Par: getahun tsegaye
Journaliste
Addis Ababa, Ethiopie– Au moins cinq personnes ont été tuées et 18 maisons brûlées à la suite d’un affrontement signalé entre les militants de Fano et les forces gouvernementales à Agona, a déclaré à BBC Amharic, une ville d’Este Woreda, dans la zone du Gondar du Sud, des témoins oculaires et des victimes.
Selon les résidents, la violence a éclaté après que les combattants de Fano et les troupes gouvernementales se sont retrouvés de manière inattendue sur la route et ont échangé des coups de feu. L’incident aurait eu lieu à Agona, qui sert de centre central pour les quartiers environnants de Gayint, Moja, Este et Simada.
Des témoins affirment que après l’escarmouche, les forces gouvernementales ont mené des attaques de représailles contre les civils, les accusant de soutenir Fano. Un résident local a déclaré à la BBC que les meurtres avaient commencé vers 9h00 le lundi 15 avril, disant: «Les forces gouvernementales ont mené l’attaque parce qu’ils ont subi des pertes dans l’échange de tir.»
Des témoins oculaires ont décrit les victimes abattues dans leurs maisons et dans les rues. Un résident a rapporté que les forces «ont ouvert le feu dans le Kerembula maison [Billiards game zone] et la salle de billard, massacrant ceux qui y jouaient », ajoutant que les militants de Fano n’étaient pas présents à l’époque.
Un chef religieux qui a perdu son frère de 22 ans dans l’attaque a déclaré que son frère, avec trois amis, avait été tué alors qu’il se cachait dans une salle de billard locale. « Il n’avait aucun lien avec Fano.
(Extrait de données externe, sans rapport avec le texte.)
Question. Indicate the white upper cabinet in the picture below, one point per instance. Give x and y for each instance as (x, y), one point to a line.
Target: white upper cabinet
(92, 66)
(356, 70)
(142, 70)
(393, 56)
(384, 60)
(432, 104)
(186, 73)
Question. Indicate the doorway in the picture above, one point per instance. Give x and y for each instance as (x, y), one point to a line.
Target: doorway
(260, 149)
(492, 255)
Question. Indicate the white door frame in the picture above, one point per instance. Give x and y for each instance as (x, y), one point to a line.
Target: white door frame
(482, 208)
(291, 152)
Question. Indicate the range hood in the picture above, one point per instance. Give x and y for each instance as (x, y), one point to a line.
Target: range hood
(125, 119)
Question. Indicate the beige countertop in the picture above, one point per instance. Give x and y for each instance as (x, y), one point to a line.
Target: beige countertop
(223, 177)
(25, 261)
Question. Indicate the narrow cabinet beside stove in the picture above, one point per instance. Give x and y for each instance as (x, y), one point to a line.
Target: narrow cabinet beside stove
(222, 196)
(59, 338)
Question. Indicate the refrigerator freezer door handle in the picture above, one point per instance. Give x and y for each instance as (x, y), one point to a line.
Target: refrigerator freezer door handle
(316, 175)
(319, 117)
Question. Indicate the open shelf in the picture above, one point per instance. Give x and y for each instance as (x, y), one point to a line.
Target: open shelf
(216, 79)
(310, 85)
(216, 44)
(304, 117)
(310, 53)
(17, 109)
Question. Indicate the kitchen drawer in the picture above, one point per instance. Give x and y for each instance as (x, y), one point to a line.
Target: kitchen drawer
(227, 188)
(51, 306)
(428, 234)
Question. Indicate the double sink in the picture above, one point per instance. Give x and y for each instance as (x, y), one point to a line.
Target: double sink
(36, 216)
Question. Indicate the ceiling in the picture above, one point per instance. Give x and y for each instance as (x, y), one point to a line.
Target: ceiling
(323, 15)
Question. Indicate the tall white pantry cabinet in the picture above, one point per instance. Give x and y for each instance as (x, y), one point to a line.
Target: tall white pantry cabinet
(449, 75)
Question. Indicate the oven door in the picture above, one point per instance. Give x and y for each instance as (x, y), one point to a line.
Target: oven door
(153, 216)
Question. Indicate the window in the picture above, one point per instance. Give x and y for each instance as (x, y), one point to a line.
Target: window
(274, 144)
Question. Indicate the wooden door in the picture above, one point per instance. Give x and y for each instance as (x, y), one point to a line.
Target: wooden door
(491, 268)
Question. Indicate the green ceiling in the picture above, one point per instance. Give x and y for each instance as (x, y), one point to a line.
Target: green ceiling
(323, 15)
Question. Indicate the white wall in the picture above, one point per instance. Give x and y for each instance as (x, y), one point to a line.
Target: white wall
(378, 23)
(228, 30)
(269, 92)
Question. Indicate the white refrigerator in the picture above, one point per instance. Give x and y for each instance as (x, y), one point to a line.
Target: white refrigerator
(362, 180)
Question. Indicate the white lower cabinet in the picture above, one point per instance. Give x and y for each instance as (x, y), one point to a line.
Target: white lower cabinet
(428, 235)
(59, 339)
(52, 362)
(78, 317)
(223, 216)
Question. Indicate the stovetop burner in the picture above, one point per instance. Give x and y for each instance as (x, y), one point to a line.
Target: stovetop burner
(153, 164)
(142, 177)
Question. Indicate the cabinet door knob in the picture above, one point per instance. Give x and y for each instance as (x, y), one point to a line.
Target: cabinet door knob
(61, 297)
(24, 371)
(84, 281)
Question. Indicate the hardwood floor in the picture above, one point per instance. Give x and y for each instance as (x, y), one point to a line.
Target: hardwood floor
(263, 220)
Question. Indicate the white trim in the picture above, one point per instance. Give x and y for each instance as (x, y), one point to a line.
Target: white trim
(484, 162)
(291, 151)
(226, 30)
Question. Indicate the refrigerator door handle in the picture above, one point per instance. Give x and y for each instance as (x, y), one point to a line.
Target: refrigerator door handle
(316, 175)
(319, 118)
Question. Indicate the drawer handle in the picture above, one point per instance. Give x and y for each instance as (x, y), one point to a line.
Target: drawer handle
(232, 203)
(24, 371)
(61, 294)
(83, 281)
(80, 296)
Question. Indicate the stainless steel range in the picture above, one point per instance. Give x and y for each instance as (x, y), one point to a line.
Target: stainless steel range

Il était étudiant et agriculteur », a déclaré le frère endeuillé à la BBC.
Les victimes comprenaient quatre hommes et un enfant qui aurait récupéré de l’eau, selon le chef religieux. Les cinq ont été enterrés le lendemain à l’église Agona Mariam.
Les résidents affirment avoir identifié les assaillants comme membres des Forces nationales de défense par leurs uniformes et leurs véhicules. Un survivant a déclaré que les troupes accusaient les habitants de soutenir Fano, criant: « Si vous n’existiez pas, Fano n’existerait pas. »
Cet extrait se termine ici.